1. Field of the Invention
The present invention relates to an exhaust pipe support, and in particular to an improved structure of an exhaust pipe support that is suitably used for supporting an exhaust pipe of a vehicle such as automobile to the vehicle body in a vibration damping fashion.
2. Discussion of Related Art
Generally, an exhaust pipe of engine (internal combustion engine) in a vehicle such as automobile is connected to the engine at a front end thereof which is positioned at a front side in the frontward and backward direction of the vehicle. At the middle and rearward thereof, the exhaust pipe is elastically suspended and supported to the vehicle body via an exhaust pipe support made of a predetermined elastic supporting member, which is a so-called muffler support.
As one type of exhaust pipe support, there is known an exhaust pipe support comprising an elastic body having a ring shape for suspending an exhaust pipe from a vehicle body. Such an elastic body has, in its upper part, an upper attachment portion which is provided with an upper attachment hole extending parallel with an axial direction of the elastic body and into which a supporting member of a vehicle body side is to be inserted, and in a lower part of the elastic body located symmetrically to the upper part where the upper attachment portion is disposed, a lower attachment portion which is provided with a lower attachment hole extending parallel with the axial direction of the elastic body and into which a supporting member of an exhaust pipe side is to be inserted, and further a pair of arm portions which extends in the vertical direction to mutually connect the upper attachment portion and the lower attachment portion. In the exhaust pipe support having such a structure, vibration is transmitted from the exhaust pipe to the vehicle body or from the vehicle body to the exhaust pipe by driving of engine, traveling of vehicle and the like, and the transmitted vibration is absorbed or reduced by elastic deformation of the pair of arm portions.
However, in such a conventional exhaust pipe support, when large tensile stress and compression stress is applied to the pair of arm portions in the vertical direction due to input vibration, a phenomenon of surging occurs by which the pair of arm portions vibrates in both directions perpendicular to the vertical and axial directions of the ring-shaped elastic body composing the exhaust pipe support, especially in antiphase.

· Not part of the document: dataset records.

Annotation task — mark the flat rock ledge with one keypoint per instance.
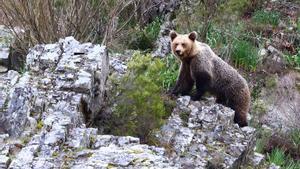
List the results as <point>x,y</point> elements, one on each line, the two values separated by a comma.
<point>203,135</point>
<point>44,112</point>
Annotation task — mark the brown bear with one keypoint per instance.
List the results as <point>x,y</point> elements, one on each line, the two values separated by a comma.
<point>200,65</point>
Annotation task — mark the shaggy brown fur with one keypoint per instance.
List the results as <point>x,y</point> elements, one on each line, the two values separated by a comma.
<point>200,65</point>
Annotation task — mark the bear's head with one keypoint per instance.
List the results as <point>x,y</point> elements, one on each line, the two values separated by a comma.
<point>183,45</point>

When such a surging phenomenon occurs, an absolute spring constant of the supporting apparatus as a whole (mainly of the pair of the arm portions of elastic body) becomes extremely large in a high frequency range of 500 Hz or higher and vibration transmissivity increases. This may cause the problem of deterioration in damping effect.

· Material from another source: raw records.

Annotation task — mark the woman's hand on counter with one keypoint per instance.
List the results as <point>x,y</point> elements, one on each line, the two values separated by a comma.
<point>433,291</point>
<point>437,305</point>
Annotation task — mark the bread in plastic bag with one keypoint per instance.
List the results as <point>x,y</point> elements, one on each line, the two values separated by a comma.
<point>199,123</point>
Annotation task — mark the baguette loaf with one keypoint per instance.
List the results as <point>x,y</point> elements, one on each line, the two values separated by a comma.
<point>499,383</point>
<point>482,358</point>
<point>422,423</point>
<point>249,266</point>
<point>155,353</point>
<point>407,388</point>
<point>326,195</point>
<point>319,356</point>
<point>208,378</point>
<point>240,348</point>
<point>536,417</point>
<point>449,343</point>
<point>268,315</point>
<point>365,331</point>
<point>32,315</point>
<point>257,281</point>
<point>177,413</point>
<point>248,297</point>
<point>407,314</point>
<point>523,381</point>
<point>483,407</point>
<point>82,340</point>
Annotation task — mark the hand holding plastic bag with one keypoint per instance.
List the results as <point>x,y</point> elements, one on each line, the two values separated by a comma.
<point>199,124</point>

In such a circumstance, there is proposed an exhaust pipe support having a so-called O-shape which has a center connecting part formed of elastic material in the inside space of the ring-shaped elastic body to mutually connect middle parts of the pair of arm portions (see, U.S. Pat. No. 5,050,837, for example). In the exhaust pipe support having such a structure, the vibration caused by the surging phenomenon in the high frequency range as described above can be moderated by tension and compression effects of the center connecting part. As a result, the absolute spring constant in the high frequency range of the whole of the supporting apparatus is advantageously reduced, thereby advantageously improving vibration damping effect.

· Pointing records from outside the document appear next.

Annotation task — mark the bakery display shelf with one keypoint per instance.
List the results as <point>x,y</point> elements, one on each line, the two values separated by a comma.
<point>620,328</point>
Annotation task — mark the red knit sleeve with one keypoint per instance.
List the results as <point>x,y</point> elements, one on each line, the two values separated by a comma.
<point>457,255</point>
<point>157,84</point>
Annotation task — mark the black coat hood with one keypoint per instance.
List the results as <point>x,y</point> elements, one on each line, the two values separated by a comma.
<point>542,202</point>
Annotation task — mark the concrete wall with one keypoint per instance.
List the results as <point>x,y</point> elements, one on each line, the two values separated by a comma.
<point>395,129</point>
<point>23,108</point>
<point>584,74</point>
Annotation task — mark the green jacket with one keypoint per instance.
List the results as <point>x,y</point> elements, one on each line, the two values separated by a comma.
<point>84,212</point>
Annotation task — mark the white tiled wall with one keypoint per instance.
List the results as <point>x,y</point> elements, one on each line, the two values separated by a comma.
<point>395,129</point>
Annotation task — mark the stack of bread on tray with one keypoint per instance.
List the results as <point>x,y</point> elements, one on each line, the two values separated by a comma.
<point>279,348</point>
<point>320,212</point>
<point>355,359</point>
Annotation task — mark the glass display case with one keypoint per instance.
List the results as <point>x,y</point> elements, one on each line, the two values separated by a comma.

However, inventors of the present application examined vibration damping performance of such a conventional θ-shaped exhaust pipe support in various ways, and found that such a θ-shaped exhaust pipe support has a problem related to vibration damping that is not observed in the conventional so-called O-shaped exhaust pipe support not having a center connecting part.
Specifically, a natural frequency of the center connecting part made of elastic material, which is provided in the conventional θ-shaped exhaust pipe support is generally about 300 Hz. Therefore, it was found that in the θ-shaped exhaust pipe support having such a center connecting part, surging phenomenon occurs in the middle to low frequency range of about 300 Hz, and the absolute spring constant of the whole of the supporting apparatus is increased to some extent, though not to the extent of increase in the high frequency range of the O-shaped exhaust pipe support. As a result, the vibration damping effect inevitably decreases in the middle to low frequency range of about 300 Hz.